Eagle-eyed Twitter users quickly pounced on the new post too, pointing out that even though the Deputy Prime Minister is no longer personally holding the distinctive banner, a similar flag still appears in the background.
Red-and-black banners like the one held aloft by Freeland on Sunday evening were the official battle flag of the so-called Ukrainian Insurgent Army (UPA), the paramilitary wing of the fascist Organization of Ukrainian Nationalists (OUN). The groups, which comprised heavilof Nazi collaborators, received funding by the Central Intelligence Agency for much of the 20th century. They became infamous for terrorizing Ukraine’s Jewish population alongside German death squads, especially after perpetrating the brutal Lviv pogroms which took the lives of tens of thousands of Ukrainian and Polish Jews in 1941. “We will lay your heads at Hitler’s feet,” read one of their typically anti-semitic propaganda leaflets aimed at the city’s Jewish population at the time.

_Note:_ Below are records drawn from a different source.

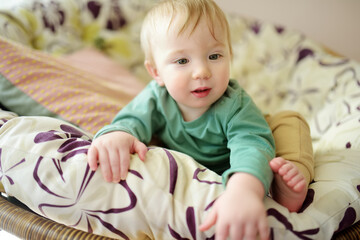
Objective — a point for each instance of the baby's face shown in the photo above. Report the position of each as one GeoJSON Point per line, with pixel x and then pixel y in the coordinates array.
{"type": "Point", "coordinates": [194, 67]}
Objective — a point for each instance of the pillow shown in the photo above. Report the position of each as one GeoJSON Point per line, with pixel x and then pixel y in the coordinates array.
{"type": "Point", "coordinates": [164, 197]}
{"type": "Point", "coordinates": [35, 83]}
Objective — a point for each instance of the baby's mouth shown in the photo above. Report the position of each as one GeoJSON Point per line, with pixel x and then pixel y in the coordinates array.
{"type": "Point", "coordinates": [201, 92]}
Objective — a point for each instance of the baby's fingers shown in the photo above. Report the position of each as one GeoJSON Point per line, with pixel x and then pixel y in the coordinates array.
{"type": "Point", "coordinates": [264, 230]}
{"type": "Point", "coordinates": [92, 157]}
{"type": "Point", "coordinates": [124, 164]}
{"type": "Point", "coordinates": [105, 164]}
{"type": "Point", "coordinates": [210, 221]}
{"type": "Point", "coordinates": [140, 148]}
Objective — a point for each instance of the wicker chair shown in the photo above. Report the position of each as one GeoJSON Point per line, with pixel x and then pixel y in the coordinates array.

Freeland’s own uncle, historian and author John-Paul Himka, has estimated that the OUN-UPA were responsible for the deaths of well over 100,000 Jews during the Holocaust.
Jewish Woman Flees Lviv Pogrom
As Twitter users have pointed out, the red-and-black color motif of the UPA banner held by Freeland in the since-deleted tweet represents “blood and soil,” a key slogan in Nazi ideology referring to the fascists’ desire to seize the territory of the mainly Slavic populations they referred to as “untermenschen” in the name of acquiring territory for the so-called “master race.” The slogan was a popular chant among the far-right militias and neo-Nazi groups who instigated the infamous 2017 “Unite the Right” rally in Charlottesville, which left one woman dead and dozens injured after the white supremacist terrorist attack for which James Alex Fields, Jr. was sentenced to life in prison, plus an additional 419 years, in July 2019.
As social media users noted, the idea that Freeland was unaware of the banner’s fascist history strains credulity. According to Canada’s Ukraine Archival Records, her grandfather, Michael Chomiak, was a longtime Nazi collaborator who made a living laundering fascist propaganda on their behalf for Ukrainian audiences, in a newspaper office seized from Jews–a well-documented historical truth which she’s attempted to paint as Russian propaganda.
Public support for Ukraine in western democracies, inflated by non-stop sympathetic coverage on corporate media, appears to have taken a hit in recent days as the far-right predilections of some of the Ukrainian military’s most high-profile factions come to light. But most mainstream media outlets have so far ignored the sitting Canadian Deputy Prime Minister’s apparent predilection for the Nazi collaborator militia which slaughtered Polish, Jewish, and Romani communities.
Accusations of media double standards have surged in recent days as outlets including NPR have published similar photos featuring the notorious groups’ flags without alerting audiences to their far-right implications.
One thing’s for sure: from the photos of fascist symbols displayed prominently at recent anti-Russian protests, to a since-restricted post in which the official Ukrainian National Guard’s Twitter account brags about their neo-Nazi Azov batallion greasing bullets in pig fat in anticipation of the arrival of Muslim “orcs,” mainstream outlets are having an increasingly tough time presenting Ukraine’s notorious far-right as a fringe element.